How many Binary Strings of length N contain within it the substring '11011'?

Here we are looking for binary strings of length $N$ which do not contain the substring $11011$. The result is then $2^N$ minus this number.

The so-called Goulden-Jackson Cluster Method is a convenient technique to derive a generating function for problems of this kind.

We consider words of length $N\geq 0$ built from an alphabet $$\mathcal{V}=\{0,1\}$$ and the set $\mathcal{B}=\{11011\}$ of bad words which are not allowed to be part of the words we are looking for.

We derive a function $F(x)$ with the coefficient of $x^N$ being the number of wanted words of length $n$. According to the paper (p.7) the generating function $F(x)$ is \begin{align*} F(x)=\frac{1}{1-dx-\text{weight}(\mathcal{C})} \end{align*} with $d=|\mathcal{V}|=2$, the size of the alphabet and with the weight-numerator $\mathcal{C}$ with \begin{align*} \text{weight}(\mathcal{C})=\text{weight}(\mathcal{C}[11011]) \end{align*}

We calculate according to the paper \begin{align*} \text{weight}(\mathcal{C}[11011])&=-x^5-\text{weight}(\mathcal{C}[11011])\left(x^3+x^4\right) \end{align*}

It follows: A generating function $F(x)$ for the number of words built from $\{0,1\}$ which do not contain the subword $11011$ is \begin{align*} F(x)&=\frac{1}{1-dx-\text{weight}(\mathcal{C})}\\ &=\frac{1}{1-2x+\frac{x^5}{1+x^3+x^4}}\\ &=\frac{1+x^3+x^4}{1-2x+x^3-x^4-x^5} \end{align*}

Since the generating function counting the number $2^N$ of all binary strings of length $N$ is \begin{align*} \frac{1}{1-2x}=1+2x+4x^2+\cdots \end{align*}

We conclude: A generating function for the number binary strings of length $N$ which contain the string $11011$ is

\begin{align*} \frac{1}{1-2x}-F(x)&=\frac{1}{1-2x}-\frac{1+x^3+x^4}{1-2x+x^3-x^4-x^5}\\ &=\frac{x^5}{(1-2x)(1-2x+x^3-x^4-x^5)}\\ &=x^5+4x^6+12x^7+31x^8+75x^9+175x^{10}\\ &\qquad 399x^{11}+894x^{12}+1975x^{13}+4313x^{14}+9330x^{15}+\cdots \end{align*}

The last line (1) was calculated with the help of Wolfram Alpha and we see the number of solutions of strings with length up to $N=15$.

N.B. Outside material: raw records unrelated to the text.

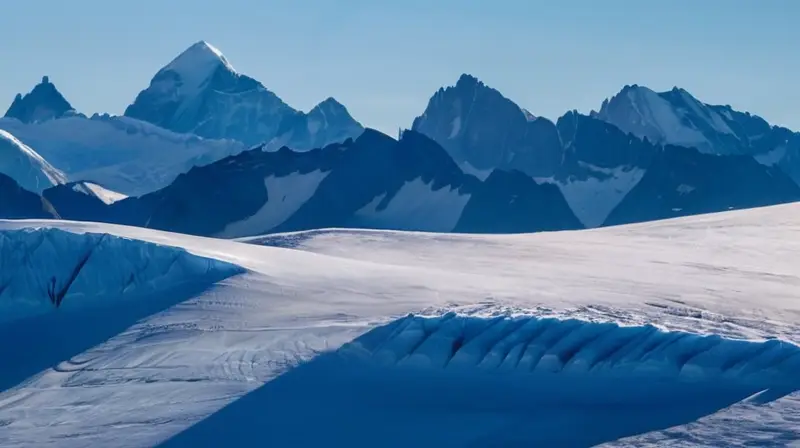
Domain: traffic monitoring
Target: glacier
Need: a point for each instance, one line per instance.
(680, 332)
(460, 380)
(122, 154)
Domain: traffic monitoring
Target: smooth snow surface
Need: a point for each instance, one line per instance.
(25, 166)
(285, 195)
(123, 154)
(689, 323)
(416, 206)
(104, 194)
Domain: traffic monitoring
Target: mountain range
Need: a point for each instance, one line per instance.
(209, 151)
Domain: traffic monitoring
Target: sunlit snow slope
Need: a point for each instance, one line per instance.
(513, 340)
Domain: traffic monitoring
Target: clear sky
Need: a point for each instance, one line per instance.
(383, 59)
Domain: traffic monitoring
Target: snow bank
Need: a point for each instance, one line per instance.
(454, 380)
(549, 345)
(45, 269)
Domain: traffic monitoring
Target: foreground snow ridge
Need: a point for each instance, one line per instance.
(47, 268)
(551, 345)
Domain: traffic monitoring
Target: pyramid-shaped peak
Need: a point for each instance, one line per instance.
(200, 59)
(43, 102)
(329, 102)
(468, 80)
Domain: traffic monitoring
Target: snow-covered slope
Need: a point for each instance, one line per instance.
(19, 203)
(200, 92)
(20, 162)
(618, 331)
(50, 268)
(125, 155)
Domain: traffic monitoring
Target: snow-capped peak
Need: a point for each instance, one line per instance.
(196, 65)
(673, 117)
(30, 170)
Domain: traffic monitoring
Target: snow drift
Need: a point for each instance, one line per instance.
(44, 269)
(455, 380)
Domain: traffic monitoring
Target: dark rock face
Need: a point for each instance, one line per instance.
(373, 181)
(478, 125)
(683, 182)
(18, 203)
(44, 102)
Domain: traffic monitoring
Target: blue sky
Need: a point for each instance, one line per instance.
(384, 59)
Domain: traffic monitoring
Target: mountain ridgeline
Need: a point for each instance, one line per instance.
(473, 161)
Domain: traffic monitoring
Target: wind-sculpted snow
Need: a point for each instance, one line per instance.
(44, 269)
(504, 381)
(530, 344)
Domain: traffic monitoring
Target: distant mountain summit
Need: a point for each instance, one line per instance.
(620, 164)
(43, 103)
(199, 92)
(483, 130)
(675, 117)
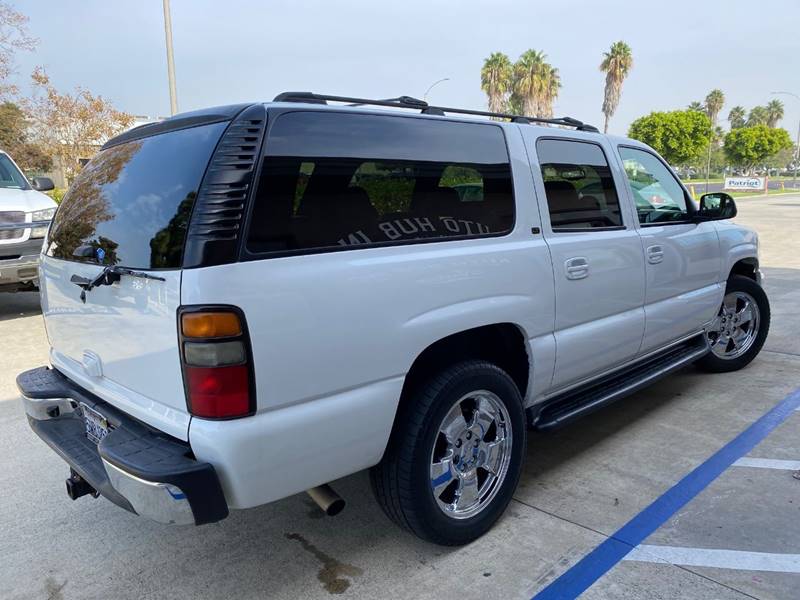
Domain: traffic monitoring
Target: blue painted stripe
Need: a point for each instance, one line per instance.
(603, 558)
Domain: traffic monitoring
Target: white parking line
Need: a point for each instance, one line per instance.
(719, 559)
(768, 463)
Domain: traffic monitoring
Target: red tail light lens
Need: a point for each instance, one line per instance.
(217, 364)
(218, 392)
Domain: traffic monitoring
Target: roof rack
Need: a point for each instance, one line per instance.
(425, 108)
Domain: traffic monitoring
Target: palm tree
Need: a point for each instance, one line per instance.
(617, 63)
(714, 103)
(550, 92)
(737, 117)
(758, 116)
(496, 80)
(774, 112)
(715, 100)
(536, 84)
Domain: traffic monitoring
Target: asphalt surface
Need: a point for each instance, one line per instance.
(738, 538)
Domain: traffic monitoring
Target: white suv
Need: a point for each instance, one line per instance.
(25, 214)
(251, 301)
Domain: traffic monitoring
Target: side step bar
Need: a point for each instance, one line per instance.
(573, 404)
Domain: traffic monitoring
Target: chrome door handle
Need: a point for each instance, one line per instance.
(655, 254)
(577, 268)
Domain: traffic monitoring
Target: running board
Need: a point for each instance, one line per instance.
(562, 409)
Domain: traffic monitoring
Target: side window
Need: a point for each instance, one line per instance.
(578, 184)
(331, 180)
(658, 196)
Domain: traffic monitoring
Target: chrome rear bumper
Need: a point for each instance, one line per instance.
(137, 468)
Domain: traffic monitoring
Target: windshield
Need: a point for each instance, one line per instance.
(10, 177)
(130, 206)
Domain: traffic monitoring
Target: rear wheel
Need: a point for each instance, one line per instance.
(740, 328)
(455, 455)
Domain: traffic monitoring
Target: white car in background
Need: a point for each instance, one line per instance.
(25, 214)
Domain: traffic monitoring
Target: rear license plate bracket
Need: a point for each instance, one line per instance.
(96, 424)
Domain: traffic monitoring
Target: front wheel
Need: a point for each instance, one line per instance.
(455, 454)
(740, 328)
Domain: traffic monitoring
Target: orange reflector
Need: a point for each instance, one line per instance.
(210, 324)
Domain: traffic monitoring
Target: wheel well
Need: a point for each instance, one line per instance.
(502, 344)
(746, 267)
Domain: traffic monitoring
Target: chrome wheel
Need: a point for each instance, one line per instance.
(471, 454)
(735, 328)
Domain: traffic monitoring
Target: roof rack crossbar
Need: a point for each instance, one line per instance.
(415, 103)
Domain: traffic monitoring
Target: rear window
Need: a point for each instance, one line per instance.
(130, 205)
(338, 181)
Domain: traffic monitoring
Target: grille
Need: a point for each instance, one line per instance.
(9, 217)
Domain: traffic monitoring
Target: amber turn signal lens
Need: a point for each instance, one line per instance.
(210, 324)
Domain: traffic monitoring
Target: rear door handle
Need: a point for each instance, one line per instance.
(577, 267)
(655, 254)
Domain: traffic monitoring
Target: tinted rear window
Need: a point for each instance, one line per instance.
(336, 181)
(130, 205)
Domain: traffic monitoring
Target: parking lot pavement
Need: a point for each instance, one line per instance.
(737, 537)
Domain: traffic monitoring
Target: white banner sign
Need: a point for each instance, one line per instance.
(745, 183)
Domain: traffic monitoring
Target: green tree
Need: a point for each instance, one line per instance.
(536, 84)
(617, 63)
(14, 139)
(749, 147)
(774, 112)
(758, 116)
(679, 136)
(714, 103)
(737, 117)
(496, 80)
(71, 127)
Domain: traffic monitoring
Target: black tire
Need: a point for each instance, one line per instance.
(401, 481)
(715, 364)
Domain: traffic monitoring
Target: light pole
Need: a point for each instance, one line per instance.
(173, 94)
(431, 86)
(797, 148)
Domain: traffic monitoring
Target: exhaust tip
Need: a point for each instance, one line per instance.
(329, 501)
(335, 507)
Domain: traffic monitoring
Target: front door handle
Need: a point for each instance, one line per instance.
(577, 267)
(655, 254)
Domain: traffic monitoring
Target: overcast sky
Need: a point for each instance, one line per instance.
(232, 50)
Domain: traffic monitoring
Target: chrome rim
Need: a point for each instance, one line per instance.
(735, 328)
(470, 457)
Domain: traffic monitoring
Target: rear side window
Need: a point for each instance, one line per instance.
(334, 180)
(130, 205)
(658, 196)
(578, 184)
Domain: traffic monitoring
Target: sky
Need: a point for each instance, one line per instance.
(238, 51)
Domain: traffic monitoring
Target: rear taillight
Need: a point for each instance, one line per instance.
(216, 363)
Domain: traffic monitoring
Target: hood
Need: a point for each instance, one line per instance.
(24, 200)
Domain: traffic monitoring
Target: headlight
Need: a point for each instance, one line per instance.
(41, 215)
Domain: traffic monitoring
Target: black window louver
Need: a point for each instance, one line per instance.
(219, 209)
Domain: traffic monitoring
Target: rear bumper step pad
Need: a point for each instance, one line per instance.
(136, 467)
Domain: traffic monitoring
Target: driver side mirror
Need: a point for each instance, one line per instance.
(716, 207)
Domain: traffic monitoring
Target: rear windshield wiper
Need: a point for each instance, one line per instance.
(107, 276)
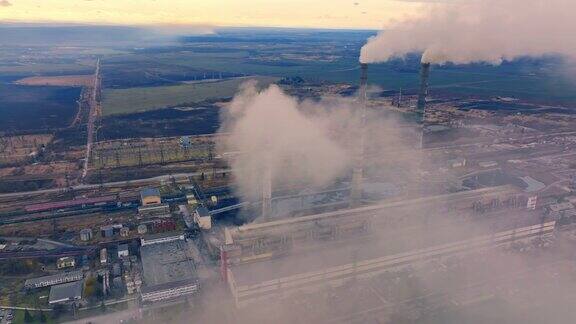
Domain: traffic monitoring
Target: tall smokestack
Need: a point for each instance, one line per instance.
(358, 170)
(267, 191)
(422, 94)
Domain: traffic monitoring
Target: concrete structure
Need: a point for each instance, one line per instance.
(123, 251)
(103, 256)
(65, 262)
(267, 240)
(150, 196)
(424, 86)
(124, 231)
(66, 293)
(253, 282)
(488, 164)
(267, 189)
(358, 168)
(54, 279)
(203, 218)
(142, 229)
(168, 272)
(157, 210)
(107, 231)
(86, 234)
(161, 238)
(457, 163)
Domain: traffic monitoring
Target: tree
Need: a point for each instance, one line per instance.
(28, 318)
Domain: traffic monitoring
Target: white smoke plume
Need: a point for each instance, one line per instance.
(490, 31)
(269, 127)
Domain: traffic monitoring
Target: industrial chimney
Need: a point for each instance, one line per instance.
(422, 94)
(267, 190)
(358, 169)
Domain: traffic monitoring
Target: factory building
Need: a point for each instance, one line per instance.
(169, 273)
(123, 251)
(249, 284)
(66, 293)
(54, 279)
(65, 262)
(86, 234)
(260, 261)
(266, 240)
(150, 196)
(203, 218)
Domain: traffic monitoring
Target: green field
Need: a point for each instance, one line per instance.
(125, 101)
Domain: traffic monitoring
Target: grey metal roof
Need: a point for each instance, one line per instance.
(203, 211)
(66, 292)
(58, 278)
(166, 263)
(150, 192)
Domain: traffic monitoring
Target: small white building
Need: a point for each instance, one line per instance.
(457, 163)
(203, 218)
(103, 256)
(123, 251)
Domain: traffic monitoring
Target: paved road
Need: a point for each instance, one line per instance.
(111, 184)
(92, 115)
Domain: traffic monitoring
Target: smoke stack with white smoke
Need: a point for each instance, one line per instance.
(490, 31)
(271, 139)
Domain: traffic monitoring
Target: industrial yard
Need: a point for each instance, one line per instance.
(267, 176)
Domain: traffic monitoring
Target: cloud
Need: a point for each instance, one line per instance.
(489, 31)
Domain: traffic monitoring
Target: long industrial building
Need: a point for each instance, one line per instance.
(52, 280)
(169, 273)
(264, 260)
(265, 240)
(253, 282)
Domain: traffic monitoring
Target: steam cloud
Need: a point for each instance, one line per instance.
(268, 129)
(490, 31)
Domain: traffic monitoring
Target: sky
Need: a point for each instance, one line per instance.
(353, 14)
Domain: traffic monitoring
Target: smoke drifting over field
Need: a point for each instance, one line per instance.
(490, 31)
(307, 144)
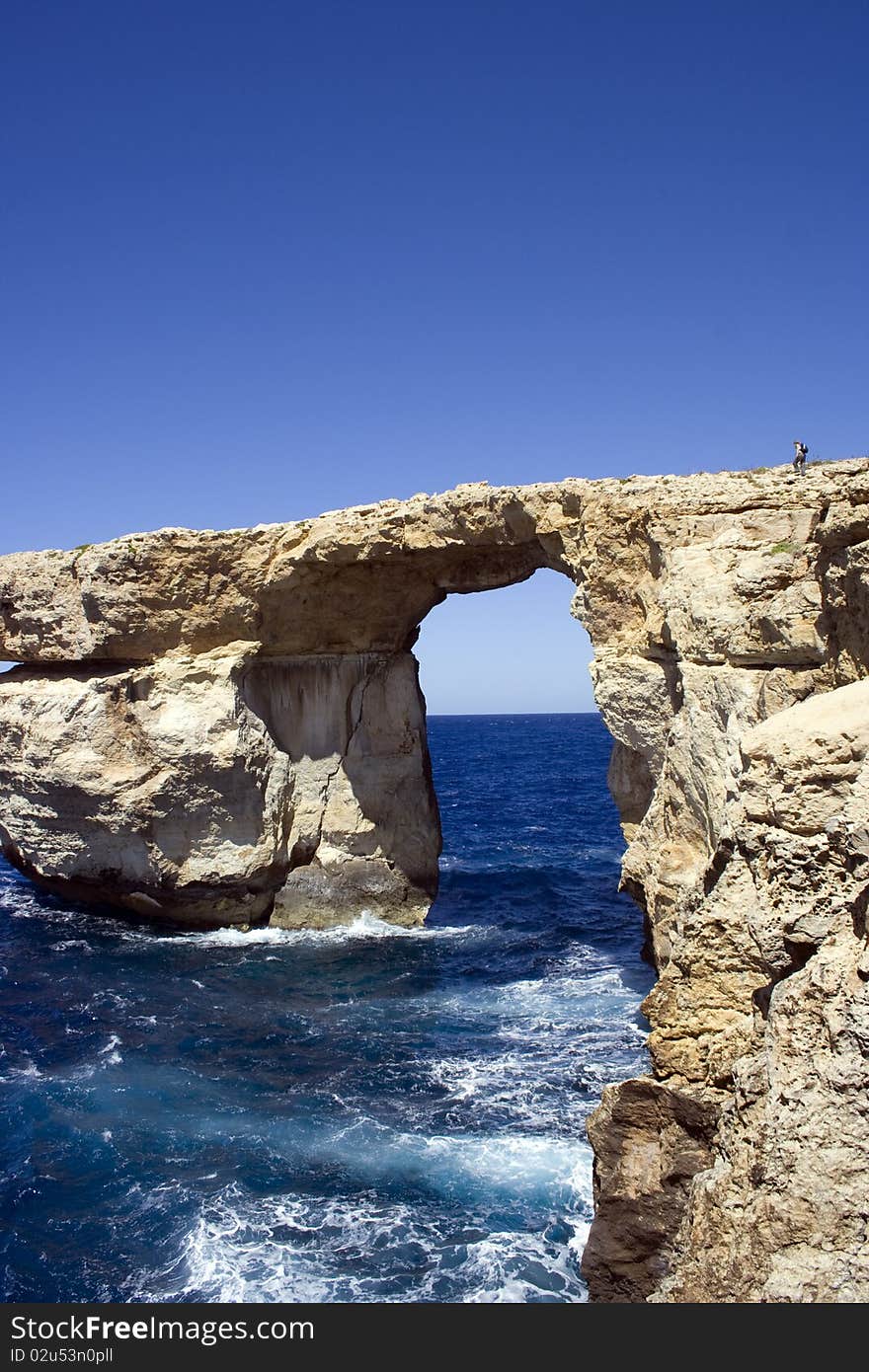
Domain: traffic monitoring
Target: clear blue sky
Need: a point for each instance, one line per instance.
(270, 259)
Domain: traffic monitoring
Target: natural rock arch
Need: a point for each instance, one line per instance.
(227, 726)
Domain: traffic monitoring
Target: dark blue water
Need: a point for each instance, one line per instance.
(366, 1114)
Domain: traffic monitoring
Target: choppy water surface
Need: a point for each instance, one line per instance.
(366, 1114)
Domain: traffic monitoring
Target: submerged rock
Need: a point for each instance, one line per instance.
(227, 727)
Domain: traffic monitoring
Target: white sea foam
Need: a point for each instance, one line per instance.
(364, 926)
(362, 1249)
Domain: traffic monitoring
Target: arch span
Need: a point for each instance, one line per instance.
(227, 727)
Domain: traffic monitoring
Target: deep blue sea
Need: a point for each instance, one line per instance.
(366, 1114)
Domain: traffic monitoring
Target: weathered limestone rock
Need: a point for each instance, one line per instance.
(227, 727)
(222, 788)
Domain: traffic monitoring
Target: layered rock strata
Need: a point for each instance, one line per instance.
(227, 727)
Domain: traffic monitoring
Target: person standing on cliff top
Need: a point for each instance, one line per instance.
(801, 453)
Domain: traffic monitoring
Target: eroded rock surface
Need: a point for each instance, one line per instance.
(227, 727)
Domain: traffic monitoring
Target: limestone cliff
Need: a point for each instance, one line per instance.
(227, 727)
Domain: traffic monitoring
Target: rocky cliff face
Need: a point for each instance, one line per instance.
(227, 727)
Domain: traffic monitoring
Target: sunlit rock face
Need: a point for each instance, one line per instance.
(225, 727)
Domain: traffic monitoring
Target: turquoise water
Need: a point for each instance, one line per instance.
(366, 1114)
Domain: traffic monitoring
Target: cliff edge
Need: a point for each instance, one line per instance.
(227, 727)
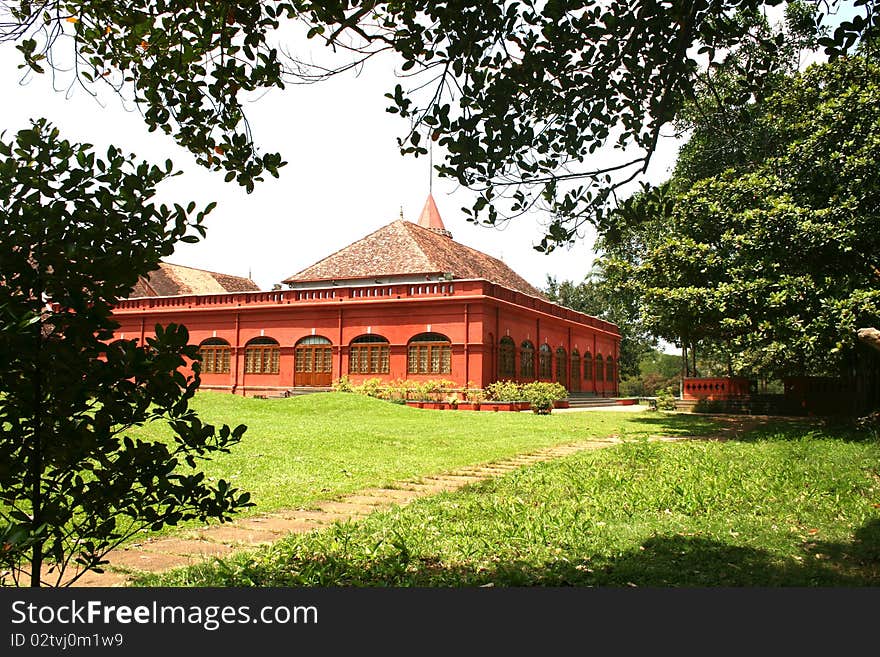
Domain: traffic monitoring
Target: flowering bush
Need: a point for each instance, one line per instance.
(543, 395)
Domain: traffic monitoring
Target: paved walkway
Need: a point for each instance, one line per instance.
(190, 546)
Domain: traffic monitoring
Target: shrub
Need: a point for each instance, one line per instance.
(343, 384)
(505, 391)
(871, 424)
(543, 395)
(372, 388)
(666, 400)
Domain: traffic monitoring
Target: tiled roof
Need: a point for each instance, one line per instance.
(402, 248)
(172, 280)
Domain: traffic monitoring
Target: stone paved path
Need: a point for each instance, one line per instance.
(190, 546)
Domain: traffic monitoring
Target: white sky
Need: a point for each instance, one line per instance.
(344, 177)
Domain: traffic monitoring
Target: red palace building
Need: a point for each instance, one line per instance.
(404, 302)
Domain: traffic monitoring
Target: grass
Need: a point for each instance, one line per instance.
(786, 505)
(304, 449)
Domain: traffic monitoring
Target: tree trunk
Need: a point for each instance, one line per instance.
(871, 337)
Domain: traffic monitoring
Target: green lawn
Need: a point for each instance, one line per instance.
(786, 505)
(316, 447)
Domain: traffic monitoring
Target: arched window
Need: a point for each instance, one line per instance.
(429, 353)
(313, 361)
(527, 360)
(214, 354)
(506, 358)
(545, 362)
(561, 366)
(575, 370)
(369, 354)
(261, 356)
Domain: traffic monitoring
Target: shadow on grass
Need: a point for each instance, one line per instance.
(748, 428)
(662, 561)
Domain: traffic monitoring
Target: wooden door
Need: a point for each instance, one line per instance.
(314, 365)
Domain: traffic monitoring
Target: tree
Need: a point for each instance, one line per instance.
(76, 231)
(594, 296)
(523, 96)
(773, 255)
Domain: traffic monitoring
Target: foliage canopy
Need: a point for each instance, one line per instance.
(76, 231)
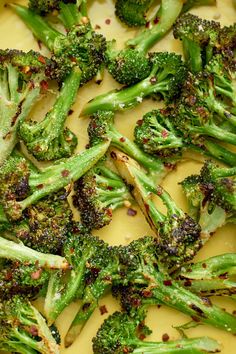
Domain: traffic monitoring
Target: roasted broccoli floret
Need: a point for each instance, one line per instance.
(131, 64)
(212, 276)
(98, 194)
(19, 278)
(48, 139)
(80, 47)
(23, 76)
(18, 252)
(104, 271)
(165, 80)
(199, 39)
(121, 333)
(178, 235)
(102, 127)
(22, 186)
(44, 226)
(141, 269)
(23, 329)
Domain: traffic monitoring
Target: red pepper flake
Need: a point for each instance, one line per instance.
(41, 59)
(103, 310)
(131, 212)
(36, 275)
(65, 173)
(167, 282)
(165, 337)
(164, 133)
(44, 85)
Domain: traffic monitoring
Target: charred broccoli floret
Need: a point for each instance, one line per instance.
(165, 80)
(140, 269)
(23, 329)
(178, 235)
(22, 78)
(22, 185)
(104, 271)
(199, 39)
(80, 48)
(121, 333)
(131, 64)
(19, 278)
(98, 194)
(102, 127)
(48, 139)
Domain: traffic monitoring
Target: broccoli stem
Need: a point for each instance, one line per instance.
(62, 173)
(161, 23)
(19, 252)
(118, 100)
(39, 26)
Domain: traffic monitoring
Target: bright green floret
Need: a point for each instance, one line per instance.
(23, 329)
(120, 333)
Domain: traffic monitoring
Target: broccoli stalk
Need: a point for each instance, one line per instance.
(80, 47)
(212, 276)
(102, 127)
(99, 282)
(98, 194)
(121, 333)
(47, 139)
(156, 135)
(22, 186)
(166, 78)
(199, 39)
(131, 64)
(19, 252)
(178, 235)
(23, 329)
(140, 269)
(22, 76)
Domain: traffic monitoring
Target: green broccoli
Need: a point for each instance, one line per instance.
(165, 80)
(102, 127)
(121, 333)
(23, 329)
(22, 186)
(178, 235)
(80, 48)
(199, 39)
(23, 76)
(131, 64)
(98, 194)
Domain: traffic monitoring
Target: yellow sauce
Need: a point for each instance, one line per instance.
(124, 228)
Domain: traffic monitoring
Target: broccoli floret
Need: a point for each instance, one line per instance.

For example the $12$ strings of length $7$ containing the substring $11011$ are

\begin{array}{cccc} \color{blue}{00}11011\quad&\quad\color{blue}{0}11011\color{blue}{0}\quad&\quad11011\color{blue}{00}\\ \color{blue}{01}11011\quad&\quad\color{blue}{0}11011\color{blue}{1}\quad&\quad11011\color{blue}{01}\\ \color{blue}{10}11011\quad&\quad\color{blue}{1}11011\color{blue}{0}\quad&\quad11011\color{blue}{10}\\ \color{blue}{11}11011\quad&\quad\color{blue}{1}11011\color{blue}{1}\quad&\quad11011\color{blue}{11}\\ \end{array}


Let $k$ be the number of blocks of 11011, let $j$ be the number of single overlaps of the blocks (giving $110111011$), and let $l$ be the number of double overlaps (giving $11011011$).

Then there are $\binom{k-1}{j}$ ways to choose the single overlaps, $\binom{k-1-j}{l}$ ways to choose the double overlaps,

$\binom{n-4k+l}{k-j-l}$ ways to choose the positions of the blocks (since there are $k-j-l$ dividers

and $n-5k+j+2l$ remaining digits), and $2^{n-5k+j+2l}$ ways to choose the other digits.

Using Inclusion-Exclusion, this gives $$\sum_{k=1}^{\lfloor\frac{n-2}{3}\rfloor}(-1)^{k+1}\sum_{j=0}^{k-1}\sum_{l=0}^{k-1-j}\binom{k-1}{j}\binom{k-1-j}{l}\binom{n-4k+l}{k-j-l}2^{n-5k+j+2l}$$.